Interviste , Musica   
Redazione
31 marzo

Un disco per i terrestri come ci aiuta a capire lo stesso Alberto Nemo, cantautore “alieno” come lo ha definito Vince Tempera. Prolifico forse come pochi, con questo che è il suo quattordicesimo lavoro dal titolo “Io Dio No”, attentissimo alle solitudini e ai silenzi, ad un ritiro spirituale nei confronti del suono pop e delle forme egocentriche ma rivolto - anzi devoto direi quasi - al peso poetico e letterale di ogni parola che compone questo puzzle davvero interessante e umano. Realizzato da Mayday (maydayarte.it) con copie disponibili anche in vinile con grafica unica per ciascuna release, dipinta a mano da Mauro Mazziero. “Io Dio No” è un’opera che solo in alcuni rari momenti si concede al bello che siamo abituati a conoscere. Per converso, è un lungo pellegrinaggio verso qualcosa di poco consueto ma di inevitabilmente affascinante. Siamo noi stessi dentro queste trame scure dipinte e cantate dalla magia di Alberto Nemo.

Io vorrei partire dalla canzone del disco, per me. “Canzone per noi” la trovo davvero importante. E sinceramente la trovo anche distante dal resto del lavoro. Ce ne parli?
“Canzone per noi” arriva dai miei anni verdi anche se ho deciso di inciderla l’anno scorso. È fatta di suoni e tempi rarefatti, come i giorni interminabili dei ragazzi. Tutto si dilata e danza su un soffio. A quell’età ogni piccolo mutamento di stato d’animo è vissuto come una rivoluzione e l’energia che dirompe in un temporale è gioia pura senza tempo. È una canzone sussurrata che arriva solo dove c’è silenzio e dove c’è ancora il profumo dell’amore.

Tra l’altro è l’unica, credo, che coccola la melodia “pop” in un modo più evidente delle altre scritture. Sei d’accordo?
È un pomeriggio d’estate, quando la sera tarda ad arrivare e i pensieri si muovono leggeri mentre una musica arriva da lontano. Una musica leggera che arriva attraverso il vento da chissà dove e ci si canta sopra sussurrando.

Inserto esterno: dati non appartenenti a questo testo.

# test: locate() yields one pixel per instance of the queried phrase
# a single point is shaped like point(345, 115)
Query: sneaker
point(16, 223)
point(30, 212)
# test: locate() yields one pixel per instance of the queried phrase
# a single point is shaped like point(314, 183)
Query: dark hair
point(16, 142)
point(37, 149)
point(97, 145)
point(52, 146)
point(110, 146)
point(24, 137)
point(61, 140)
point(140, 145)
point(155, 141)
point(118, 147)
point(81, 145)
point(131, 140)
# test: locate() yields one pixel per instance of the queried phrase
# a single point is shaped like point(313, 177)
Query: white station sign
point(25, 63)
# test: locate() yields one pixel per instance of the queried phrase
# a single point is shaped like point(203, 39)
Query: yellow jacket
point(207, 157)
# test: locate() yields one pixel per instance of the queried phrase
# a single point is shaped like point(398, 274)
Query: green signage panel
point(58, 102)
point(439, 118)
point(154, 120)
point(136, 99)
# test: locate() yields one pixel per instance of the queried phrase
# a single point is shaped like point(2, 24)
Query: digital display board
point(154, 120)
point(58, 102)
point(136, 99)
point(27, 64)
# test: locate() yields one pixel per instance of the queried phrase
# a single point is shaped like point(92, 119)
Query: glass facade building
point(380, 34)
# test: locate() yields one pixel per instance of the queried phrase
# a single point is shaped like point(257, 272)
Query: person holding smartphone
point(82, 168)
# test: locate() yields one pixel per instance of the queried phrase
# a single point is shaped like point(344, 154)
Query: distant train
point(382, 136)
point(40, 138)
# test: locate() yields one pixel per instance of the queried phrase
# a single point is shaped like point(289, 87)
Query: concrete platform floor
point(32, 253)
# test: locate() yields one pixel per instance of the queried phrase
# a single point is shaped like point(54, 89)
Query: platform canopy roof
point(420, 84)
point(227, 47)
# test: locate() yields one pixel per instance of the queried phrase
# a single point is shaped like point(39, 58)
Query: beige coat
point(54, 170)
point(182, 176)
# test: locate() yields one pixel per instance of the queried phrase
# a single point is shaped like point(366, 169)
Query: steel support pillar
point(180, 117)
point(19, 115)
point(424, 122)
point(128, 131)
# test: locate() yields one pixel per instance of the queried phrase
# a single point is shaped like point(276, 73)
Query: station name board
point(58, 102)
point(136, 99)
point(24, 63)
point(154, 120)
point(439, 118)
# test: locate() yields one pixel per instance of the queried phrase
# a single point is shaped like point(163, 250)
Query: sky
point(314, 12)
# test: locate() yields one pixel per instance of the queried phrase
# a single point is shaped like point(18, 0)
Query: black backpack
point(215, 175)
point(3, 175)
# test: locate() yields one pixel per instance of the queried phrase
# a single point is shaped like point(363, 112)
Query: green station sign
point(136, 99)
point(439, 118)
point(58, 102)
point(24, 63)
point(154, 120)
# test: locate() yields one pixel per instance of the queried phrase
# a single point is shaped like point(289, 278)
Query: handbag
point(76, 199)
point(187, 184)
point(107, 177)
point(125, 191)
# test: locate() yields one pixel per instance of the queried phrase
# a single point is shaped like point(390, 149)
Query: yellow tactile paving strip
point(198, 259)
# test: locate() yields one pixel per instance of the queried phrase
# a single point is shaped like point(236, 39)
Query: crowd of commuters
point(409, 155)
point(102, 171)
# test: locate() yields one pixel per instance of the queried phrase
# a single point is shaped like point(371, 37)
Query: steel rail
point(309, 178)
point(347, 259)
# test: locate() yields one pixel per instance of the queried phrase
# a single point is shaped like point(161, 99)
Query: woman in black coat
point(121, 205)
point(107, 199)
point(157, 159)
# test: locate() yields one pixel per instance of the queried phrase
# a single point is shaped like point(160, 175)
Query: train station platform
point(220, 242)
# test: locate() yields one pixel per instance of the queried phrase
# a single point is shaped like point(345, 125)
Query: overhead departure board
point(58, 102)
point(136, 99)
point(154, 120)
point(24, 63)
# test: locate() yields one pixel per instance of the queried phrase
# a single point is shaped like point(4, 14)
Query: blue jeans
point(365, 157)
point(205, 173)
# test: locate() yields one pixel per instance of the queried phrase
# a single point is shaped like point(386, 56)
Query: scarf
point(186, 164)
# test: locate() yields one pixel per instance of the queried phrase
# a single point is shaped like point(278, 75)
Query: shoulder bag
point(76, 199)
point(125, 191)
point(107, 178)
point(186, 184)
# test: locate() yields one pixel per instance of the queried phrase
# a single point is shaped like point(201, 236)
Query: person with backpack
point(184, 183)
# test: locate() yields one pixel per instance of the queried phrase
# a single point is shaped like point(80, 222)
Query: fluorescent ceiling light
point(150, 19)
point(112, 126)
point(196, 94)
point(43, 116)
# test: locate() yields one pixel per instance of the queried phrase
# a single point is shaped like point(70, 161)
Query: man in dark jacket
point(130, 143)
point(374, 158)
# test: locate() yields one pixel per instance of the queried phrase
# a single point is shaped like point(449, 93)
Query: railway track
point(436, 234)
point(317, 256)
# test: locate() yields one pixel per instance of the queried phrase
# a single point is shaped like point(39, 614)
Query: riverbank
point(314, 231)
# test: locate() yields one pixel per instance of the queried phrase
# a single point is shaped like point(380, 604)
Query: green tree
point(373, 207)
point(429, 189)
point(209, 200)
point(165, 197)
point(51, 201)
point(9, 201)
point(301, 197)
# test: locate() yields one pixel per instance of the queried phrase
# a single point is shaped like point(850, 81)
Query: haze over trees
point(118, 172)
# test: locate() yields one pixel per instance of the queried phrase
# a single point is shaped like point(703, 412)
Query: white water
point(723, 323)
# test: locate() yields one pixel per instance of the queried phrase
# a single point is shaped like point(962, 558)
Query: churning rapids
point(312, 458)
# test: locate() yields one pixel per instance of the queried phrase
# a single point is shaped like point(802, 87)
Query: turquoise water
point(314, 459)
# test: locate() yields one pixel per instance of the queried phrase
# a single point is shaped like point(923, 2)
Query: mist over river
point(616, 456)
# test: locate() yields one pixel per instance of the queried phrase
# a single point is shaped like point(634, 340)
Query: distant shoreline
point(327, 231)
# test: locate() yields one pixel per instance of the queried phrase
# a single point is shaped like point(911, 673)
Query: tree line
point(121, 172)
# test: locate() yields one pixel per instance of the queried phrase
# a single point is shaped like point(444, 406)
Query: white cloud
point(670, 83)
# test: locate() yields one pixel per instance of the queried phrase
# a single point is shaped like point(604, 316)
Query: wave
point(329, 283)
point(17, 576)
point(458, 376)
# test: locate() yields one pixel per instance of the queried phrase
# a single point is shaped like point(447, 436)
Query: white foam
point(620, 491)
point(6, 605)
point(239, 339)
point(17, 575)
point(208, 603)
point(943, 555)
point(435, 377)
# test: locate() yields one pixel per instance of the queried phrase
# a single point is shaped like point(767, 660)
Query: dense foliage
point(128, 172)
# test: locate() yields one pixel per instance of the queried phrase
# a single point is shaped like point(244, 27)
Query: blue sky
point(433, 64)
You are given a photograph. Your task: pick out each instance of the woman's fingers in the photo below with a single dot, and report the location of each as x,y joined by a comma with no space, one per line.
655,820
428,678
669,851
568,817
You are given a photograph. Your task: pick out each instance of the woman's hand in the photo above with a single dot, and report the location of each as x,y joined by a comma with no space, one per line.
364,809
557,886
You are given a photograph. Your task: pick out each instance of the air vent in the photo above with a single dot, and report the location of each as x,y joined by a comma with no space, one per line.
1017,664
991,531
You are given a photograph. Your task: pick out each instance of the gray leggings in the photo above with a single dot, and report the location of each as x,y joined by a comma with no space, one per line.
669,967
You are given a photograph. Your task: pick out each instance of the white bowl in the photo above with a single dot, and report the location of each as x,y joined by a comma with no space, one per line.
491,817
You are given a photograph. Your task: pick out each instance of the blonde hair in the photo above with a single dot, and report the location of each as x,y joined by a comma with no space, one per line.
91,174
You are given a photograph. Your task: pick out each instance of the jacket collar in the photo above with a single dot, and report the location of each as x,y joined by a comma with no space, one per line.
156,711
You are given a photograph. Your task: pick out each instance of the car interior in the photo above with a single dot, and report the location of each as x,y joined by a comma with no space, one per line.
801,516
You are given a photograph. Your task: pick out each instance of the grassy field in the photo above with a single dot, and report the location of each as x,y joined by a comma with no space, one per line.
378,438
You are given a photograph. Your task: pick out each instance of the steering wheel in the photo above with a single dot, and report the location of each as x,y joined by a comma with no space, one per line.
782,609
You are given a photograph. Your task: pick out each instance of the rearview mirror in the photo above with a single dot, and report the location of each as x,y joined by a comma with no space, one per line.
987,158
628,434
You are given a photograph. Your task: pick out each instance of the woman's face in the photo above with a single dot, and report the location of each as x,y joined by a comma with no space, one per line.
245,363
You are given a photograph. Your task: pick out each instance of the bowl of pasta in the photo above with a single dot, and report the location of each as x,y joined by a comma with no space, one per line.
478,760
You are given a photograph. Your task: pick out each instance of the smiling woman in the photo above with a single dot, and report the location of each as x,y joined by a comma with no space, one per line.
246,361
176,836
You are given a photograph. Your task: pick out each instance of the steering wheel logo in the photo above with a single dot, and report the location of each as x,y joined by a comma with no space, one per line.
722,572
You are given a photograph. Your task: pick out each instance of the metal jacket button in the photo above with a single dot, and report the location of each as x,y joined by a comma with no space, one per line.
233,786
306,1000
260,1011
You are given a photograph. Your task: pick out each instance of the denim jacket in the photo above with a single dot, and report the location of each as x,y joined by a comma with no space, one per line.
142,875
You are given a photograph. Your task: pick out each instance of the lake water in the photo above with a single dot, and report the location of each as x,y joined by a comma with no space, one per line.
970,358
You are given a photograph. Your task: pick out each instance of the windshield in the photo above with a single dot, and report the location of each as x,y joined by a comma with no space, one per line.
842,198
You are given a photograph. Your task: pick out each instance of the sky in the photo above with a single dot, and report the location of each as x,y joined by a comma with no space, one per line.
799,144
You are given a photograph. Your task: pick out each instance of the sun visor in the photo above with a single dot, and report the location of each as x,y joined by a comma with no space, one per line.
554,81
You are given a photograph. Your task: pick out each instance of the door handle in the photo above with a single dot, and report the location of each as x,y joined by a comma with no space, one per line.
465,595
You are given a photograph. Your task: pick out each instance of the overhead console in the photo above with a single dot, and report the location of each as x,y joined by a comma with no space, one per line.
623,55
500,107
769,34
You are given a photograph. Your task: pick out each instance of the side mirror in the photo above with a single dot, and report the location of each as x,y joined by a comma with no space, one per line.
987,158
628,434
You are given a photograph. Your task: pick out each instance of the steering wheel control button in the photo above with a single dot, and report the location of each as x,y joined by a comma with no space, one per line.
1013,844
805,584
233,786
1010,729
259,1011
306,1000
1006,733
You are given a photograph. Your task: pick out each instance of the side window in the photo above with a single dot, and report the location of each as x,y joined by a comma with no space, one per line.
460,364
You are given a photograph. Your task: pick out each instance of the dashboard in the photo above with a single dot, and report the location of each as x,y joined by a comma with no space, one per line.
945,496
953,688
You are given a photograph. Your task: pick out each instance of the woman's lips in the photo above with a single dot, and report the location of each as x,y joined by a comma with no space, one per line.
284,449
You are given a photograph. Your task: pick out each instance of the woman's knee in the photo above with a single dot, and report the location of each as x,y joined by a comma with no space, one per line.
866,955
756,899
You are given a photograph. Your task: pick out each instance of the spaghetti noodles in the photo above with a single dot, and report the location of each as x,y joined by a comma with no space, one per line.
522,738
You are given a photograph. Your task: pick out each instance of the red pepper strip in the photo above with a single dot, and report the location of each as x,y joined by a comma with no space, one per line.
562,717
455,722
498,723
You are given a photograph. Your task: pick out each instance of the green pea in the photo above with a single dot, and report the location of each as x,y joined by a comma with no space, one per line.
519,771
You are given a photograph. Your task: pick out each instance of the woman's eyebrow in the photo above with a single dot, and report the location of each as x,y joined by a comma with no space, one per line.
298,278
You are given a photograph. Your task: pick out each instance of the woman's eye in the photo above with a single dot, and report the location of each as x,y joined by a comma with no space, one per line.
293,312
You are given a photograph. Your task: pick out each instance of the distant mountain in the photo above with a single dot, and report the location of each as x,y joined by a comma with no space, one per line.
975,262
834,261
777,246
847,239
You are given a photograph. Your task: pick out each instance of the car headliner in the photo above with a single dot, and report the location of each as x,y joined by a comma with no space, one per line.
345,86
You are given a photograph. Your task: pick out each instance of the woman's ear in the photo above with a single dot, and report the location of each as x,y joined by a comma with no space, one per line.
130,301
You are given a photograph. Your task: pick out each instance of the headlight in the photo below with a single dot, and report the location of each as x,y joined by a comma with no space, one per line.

“Io Dio No” è un disco molto difficile. Come ti rapporti con un pubblico oggi attentissimo all’estetica e solo a quella quasi?
La mia musica somiglia alla terra in cui sono nato, ampia, essenziale e senza orpelli. Questa è la mia estetica ed etica di vita. Sono molto attento a tutto ciò che pubblico e non lascio niente al caso. Nonostante questo non rinuncio al flusso di coscienza, a farmi trasportare dalla corrente del suono e della voce. Non credo che quello che faccio sia difficile, è solo senza glutammato.

Questo lavoro è un disco di Alberto Nemo per noi o per Alberto Nemo?
Vince Tempera mi ha definito “alieno”, io penso di essere ancora terreno e di condividere emozioni e sensazioni umane. Questo disco è per i terrestri.

A chiudere: la danza di “Dissolvenze”… quanto è parte integrante del brano stesso? 
Nel ritornello di questo pezzo si muovono le tre parole cardine di questo disco: “Io Dio No”. Si combinano insieme e questa danza cambia ogni volta il modo di vedere il mondo. Sono come i tre colori primari che possono creare tutti gli altri colori ma non possono essere creati. Ecco la danza dell’umana esistenza, un volteggiare lento nell’infinito.